Having its Canadian Premiere screening this evening at the Italian Contemporary Film Festival, is this drama featuring a strong performance by Valeria Golino as Armida Misere, and of Italy’s first female prison governors.
Told through a series of flashbacks, the film starts with a tragedy, and shows how it impacts the rest of Misere’s life, all while working through a series of prisons, dealing with threats to her life, and the ever-present threat of the mafia in modern-day Italy.
I haven’t seen a lot of Golino’s work, but she turns in a nuanced performance in this film as Armida tries to be divide her world between being a professional in one of the toughest realms, and being human.
Spurred on by the murder of her lover Umberto Mormile (Filippo Timi), she works to find those responsible, saying yes to any prison that will have her as a governor. Moving from location to location, she ekes out an existence that is both lonely and fulfilling. There are villains on both sides of the bars in some prisons, and Armida does her best to make sure that while treated humanely, that prisoners are there to serve out their terms, their are there to work off their punishment.
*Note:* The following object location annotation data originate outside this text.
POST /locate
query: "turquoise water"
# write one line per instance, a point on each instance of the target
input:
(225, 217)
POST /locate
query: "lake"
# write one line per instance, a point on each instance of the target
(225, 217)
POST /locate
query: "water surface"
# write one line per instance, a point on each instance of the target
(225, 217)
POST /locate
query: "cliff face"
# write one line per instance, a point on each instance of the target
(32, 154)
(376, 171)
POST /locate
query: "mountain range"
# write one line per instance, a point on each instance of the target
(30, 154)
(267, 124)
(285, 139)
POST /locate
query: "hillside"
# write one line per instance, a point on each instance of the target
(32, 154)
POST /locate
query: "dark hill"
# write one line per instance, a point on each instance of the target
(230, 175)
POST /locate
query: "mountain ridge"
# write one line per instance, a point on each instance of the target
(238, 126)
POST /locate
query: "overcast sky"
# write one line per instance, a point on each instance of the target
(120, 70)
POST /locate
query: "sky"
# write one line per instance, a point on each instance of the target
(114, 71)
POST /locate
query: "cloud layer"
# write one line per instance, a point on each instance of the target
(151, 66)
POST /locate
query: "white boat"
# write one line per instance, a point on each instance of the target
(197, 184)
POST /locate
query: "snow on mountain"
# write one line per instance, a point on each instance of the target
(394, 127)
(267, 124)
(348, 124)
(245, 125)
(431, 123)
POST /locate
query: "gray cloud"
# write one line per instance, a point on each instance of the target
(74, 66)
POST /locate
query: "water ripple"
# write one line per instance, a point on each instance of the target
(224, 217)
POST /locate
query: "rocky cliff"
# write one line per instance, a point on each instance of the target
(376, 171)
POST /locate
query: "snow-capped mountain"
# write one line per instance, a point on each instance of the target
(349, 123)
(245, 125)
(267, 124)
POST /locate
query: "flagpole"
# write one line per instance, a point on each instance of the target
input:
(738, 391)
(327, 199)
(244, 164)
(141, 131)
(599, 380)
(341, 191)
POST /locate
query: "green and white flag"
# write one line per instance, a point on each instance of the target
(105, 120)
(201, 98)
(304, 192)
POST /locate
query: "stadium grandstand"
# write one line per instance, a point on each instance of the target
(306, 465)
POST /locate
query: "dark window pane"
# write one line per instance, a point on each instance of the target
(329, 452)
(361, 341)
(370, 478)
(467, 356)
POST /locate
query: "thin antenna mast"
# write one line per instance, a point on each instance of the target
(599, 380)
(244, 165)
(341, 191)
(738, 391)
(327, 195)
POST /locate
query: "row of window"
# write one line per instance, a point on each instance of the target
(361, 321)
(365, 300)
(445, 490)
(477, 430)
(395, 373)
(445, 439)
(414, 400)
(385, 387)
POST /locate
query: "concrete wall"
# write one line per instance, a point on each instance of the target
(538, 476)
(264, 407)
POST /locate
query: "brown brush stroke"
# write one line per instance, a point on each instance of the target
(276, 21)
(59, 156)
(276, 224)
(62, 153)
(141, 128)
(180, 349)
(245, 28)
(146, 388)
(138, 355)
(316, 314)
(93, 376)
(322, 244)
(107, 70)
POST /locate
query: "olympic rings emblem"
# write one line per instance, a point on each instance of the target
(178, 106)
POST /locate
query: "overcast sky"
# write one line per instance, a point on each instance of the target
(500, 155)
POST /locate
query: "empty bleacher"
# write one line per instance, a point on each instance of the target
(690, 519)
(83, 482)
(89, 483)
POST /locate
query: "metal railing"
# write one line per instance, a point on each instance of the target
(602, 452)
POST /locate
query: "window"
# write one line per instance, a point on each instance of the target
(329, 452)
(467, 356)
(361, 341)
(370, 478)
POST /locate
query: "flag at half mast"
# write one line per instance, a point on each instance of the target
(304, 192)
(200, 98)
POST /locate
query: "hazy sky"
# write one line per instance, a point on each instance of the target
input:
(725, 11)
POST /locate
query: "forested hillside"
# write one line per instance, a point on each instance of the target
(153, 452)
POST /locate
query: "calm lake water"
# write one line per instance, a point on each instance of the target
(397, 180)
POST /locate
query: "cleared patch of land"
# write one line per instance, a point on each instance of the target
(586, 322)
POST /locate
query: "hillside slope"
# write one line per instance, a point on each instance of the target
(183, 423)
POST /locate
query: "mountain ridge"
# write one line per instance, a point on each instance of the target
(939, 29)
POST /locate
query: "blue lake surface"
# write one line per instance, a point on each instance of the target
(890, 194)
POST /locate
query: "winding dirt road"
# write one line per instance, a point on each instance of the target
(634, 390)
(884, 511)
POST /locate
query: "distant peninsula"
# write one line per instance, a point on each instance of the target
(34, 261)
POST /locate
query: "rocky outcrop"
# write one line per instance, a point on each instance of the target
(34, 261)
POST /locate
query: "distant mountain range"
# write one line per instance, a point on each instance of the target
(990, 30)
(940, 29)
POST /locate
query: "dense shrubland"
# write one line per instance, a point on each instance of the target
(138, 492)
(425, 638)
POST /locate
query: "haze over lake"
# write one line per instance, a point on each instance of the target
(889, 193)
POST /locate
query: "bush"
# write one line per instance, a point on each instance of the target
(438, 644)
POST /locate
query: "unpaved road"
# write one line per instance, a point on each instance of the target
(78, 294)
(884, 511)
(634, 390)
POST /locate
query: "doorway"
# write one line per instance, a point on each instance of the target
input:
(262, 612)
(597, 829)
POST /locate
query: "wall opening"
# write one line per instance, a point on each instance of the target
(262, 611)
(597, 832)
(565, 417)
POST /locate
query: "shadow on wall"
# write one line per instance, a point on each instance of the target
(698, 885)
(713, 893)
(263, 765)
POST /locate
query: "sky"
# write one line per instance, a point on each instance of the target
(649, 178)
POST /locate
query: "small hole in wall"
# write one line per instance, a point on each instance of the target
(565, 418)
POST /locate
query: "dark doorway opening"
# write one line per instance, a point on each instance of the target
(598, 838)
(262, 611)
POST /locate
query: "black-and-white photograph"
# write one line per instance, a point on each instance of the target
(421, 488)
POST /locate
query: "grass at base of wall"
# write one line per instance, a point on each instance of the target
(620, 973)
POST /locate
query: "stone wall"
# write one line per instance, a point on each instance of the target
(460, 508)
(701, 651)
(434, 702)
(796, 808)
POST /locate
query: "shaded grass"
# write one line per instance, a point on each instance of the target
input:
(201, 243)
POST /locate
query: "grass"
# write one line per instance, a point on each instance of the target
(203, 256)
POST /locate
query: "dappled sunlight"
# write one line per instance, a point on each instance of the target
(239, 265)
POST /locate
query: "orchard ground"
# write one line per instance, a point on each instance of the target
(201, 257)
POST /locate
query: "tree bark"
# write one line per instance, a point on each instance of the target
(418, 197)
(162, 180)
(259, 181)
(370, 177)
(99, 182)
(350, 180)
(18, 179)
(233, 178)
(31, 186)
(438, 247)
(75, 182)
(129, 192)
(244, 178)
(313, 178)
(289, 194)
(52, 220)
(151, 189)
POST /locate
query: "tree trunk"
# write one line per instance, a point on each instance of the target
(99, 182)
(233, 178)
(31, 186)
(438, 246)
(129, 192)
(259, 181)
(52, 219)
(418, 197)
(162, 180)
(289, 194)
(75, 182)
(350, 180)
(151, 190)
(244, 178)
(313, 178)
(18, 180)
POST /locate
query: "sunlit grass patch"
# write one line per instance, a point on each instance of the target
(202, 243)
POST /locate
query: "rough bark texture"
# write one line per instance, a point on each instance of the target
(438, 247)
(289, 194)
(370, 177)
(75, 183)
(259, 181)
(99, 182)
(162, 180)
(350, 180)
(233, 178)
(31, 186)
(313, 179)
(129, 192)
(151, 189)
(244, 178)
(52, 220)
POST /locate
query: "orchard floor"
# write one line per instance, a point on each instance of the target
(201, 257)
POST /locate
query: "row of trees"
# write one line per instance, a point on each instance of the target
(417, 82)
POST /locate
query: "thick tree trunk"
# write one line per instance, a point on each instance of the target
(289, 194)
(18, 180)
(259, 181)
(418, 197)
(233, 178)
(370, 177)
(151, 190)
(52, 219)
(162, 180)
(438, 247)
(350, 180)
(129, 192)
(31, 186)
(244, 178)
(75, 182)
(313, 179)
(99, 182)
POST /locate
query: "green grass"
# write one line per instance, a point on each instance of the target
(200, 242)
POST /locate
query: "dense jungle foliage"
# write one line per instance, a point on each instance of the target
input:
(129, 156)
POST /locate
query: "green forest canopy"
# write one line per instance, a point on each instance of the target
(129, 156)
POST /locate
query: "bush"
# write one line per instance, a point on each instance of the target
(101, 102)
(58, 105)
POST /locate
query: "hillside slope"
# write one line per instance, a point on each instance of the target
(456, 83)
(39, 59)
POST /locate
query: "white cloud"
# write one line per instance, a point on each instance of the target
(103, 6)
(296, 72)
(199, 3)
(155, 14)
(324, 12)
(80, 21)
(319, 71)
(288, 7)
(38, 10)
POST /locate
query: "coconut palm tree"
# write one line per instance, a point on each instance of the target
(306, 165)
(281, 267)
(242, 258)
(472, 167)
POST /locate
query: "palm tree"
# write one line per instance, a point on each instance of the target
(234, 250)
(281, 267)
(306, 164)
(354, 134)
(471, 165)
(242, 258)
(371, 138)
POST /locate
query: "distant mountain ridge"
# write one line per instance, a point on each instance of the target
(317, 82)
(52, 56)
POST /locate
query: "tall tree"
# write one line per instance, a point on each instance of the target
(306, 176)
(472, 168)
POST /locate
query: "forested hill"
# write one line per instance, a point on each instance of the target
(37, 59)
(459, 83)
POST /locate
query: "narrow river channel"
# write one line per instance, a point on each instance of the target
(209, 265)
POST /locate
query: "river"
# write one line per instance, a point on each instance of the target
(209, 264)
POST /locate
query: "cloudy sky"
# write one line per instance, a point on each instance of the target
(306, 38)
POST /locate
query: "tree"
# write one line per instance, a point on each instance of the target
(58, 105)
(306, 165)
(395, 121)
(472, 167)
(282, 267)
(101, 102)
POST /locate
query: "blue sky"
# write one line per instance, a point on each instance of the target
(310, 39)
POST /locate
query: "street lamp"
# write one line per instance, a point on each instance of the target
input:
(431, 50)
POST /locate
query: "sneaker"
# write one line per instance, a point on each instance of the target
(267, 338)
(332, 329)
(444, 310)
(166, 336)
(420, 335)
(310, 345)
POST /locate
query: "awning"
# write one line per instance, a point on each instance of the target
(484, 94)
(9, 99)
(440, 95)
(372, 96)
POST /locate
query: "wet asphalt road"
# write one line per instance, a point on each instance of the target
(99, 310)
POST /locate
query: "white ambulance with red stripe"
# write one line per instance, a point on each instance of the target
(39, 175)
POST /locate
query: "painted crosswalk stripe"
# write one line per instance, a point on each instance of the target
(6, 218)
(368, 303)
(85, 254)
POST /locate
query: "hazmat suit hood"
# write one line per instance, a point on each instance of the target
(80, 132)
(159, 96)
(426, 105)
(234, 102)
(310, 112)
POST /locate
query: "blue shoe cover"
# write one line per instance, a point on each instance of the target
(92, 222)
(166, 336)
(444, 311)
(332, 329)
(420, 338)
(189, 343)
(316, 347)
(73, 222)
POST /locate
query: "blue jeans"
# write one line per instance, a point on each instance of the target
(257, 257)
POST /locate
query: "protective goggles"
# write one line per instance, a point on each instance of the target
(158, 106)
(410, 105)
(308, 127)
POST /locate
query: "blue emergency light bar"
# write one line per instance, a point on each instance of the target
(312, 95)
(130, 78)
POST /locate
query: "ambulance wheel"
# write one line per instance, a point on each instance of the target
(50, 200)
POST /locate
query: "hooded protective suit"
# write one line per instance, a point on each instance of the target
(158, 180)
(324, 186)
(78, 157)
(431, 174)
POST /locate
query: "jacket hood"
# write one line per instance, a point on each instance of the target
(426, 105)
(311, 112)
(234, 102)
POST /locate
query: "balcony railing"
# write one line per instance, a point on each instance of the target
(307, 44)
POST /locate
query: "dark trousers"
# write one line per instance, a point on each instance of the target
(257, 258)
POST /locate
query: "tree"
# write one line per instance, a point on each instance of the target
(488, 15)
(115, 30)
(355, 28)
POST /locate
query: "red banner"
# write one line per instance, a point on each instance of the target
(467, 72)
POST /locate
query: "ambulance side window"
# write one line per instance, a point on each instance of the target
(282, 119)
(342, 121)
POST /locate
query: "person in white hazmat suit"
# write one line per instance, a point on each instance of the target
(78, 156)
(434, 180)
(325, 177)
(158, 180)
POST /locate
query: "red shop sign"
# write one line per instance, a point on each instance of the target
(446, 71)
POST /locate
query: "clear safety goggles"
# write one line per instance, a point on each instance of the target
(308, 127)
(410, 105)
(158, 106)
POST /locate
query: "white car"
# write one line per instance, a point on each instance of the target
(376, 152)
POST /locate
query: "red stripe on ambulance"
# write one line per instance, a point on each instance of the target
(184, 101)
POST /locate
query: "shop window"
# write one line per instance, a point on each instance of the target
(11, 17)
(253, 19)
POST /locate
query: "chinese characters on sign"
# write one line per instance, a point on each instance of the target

She never loses sight of her ultimate goal, however, making sure Mormile’s killers are brought to justice.
Puccioni has crafted a truly engaging film, the opening sequence was wonderfully done, you could feel the tension building towards something, and then when it happens, it still rocks you.
Featuring stunning locations, and a dramatic tale based on actual events, this one is sure to hold the attention, and happily, doesn’t play out like North American films, there is a European rhythm to it that makes it stand out from its Western counterparts, and tells its story in its own way, and its own time.
I was happily pleased with this one.
The editing, the pacing, Golino’s performance, all of it ties in to make a strong film about commitment, love, and duty. The things Armida goes through in her career are trying, some of them are downright cold and brutal, and one has to wonder about the minds behind such terrible things, they certainly aren’t human as I would define them.
In the end, what drives the film is Valeria Golino, and the film rests ably on her shoulders.
For those of you not in Toronto, keep your eyes open, this one is riding the festival circuit and is well worth your time. If you do live in Toronto, you can check it out this evening as Like the Wind screens as part of the Italian Contemporary Film Festival this evening at Bloor Hot Docs, with a start time of 9:30, get your tickets!